Joe Polis was Thoreau's Native American Penobscot guide employed for one of his travels to the Maine North Woods . Maine folklorist Fannie Eckstorm, whose family had a close acquaintance with the Penobscot Indians, remarks that Polis had "a mind that knew the advantage of control of unseen forces and the reputation for being a shaman" (The "Domestic Air" of Wilderness: Henry Thoreau & Joe Polis in the Maine Woods, By Thomas P. Lynch)

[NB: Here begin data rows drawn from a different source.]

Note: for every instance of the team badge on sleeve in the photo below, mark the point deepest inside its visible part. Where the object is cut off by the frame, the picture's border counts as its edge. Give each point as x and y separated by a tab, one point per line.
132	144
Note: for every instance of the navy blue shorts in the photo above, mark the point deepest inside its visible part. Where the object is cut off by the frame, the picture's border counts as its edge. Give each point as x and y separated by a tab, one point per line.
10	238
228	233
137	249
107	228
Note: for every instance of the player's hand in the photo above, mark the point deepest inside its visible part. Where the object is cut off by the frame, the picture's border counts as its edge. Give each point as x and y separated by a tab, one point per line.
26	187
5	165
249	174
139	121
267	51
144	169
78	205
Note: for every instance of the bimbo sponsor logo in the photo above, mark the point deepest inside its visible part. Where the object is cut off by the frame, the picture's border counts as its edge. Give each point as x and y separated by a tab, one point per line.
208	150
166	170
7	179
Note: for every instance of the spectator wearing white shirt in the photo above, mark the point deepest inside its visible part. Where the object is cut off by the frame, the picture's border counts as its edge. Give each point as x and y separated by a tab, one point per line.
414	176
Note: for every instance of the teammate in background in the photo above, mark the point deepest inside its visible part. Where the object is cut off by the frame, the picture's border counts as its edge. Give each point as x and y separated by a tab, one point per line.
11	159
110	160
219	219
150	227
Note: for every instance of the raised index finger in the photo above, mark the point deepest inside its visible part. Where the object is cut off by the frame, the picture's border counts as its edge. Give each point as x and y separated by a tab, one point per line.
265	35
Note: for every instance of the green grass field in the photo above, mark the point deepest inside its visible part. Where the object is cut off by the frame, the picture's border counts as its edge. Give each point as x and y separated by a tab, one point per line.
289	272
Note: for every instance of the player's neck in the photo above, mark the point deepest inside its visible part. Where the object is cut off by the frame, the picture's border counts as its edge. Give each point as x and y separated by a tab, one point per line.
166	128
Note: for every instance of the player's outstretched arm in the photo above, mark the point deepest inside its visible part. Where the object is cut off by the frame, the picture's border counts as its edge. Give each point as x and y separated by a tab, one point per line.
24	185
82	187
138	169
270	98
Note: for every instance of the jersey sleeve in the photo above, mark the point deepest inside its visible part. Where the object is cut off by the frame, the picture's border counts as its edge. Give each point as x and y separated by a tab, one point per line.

Anthropologist Frank Speck's discussion in Penobscot Shamanism:"Every magician [such as Polis] had his helper which seems to have been an animal's body into which he could transfer his state of being at will. The helper then is known by the term baohi'gan, a very interesting term which may be explained as meaning 'instrument of mystery"
From Thomas Lynch:
"One might readily speculate, and speculate is all one might do, that Polis's baohi°'gan was an owl. Note that before discovering the phosphorescent wood, Thoreau was awakened by the hoot of an owl, and that at several other points of the journey Polis imitates an owl's hooting: "a cat owl [Great Horned Owl] flew heavily over the stream, and he, asking if I knew what it was imitated very well the common hoo, hoo, hoo, hoorer, hoo, of our woods"
"I rejoice that there are owls...
It is a sound admirably suited to swamps and twilight woods which no day illustrates, suggesting a vast and undeveloped nature which men have not recognized." Henry David Thoreau
7-1/2" x 4-1/2", hand stamped, hand dyed fabric, owl and cloud photographs on fabric, blue jay feather, acorn caps, pine cone.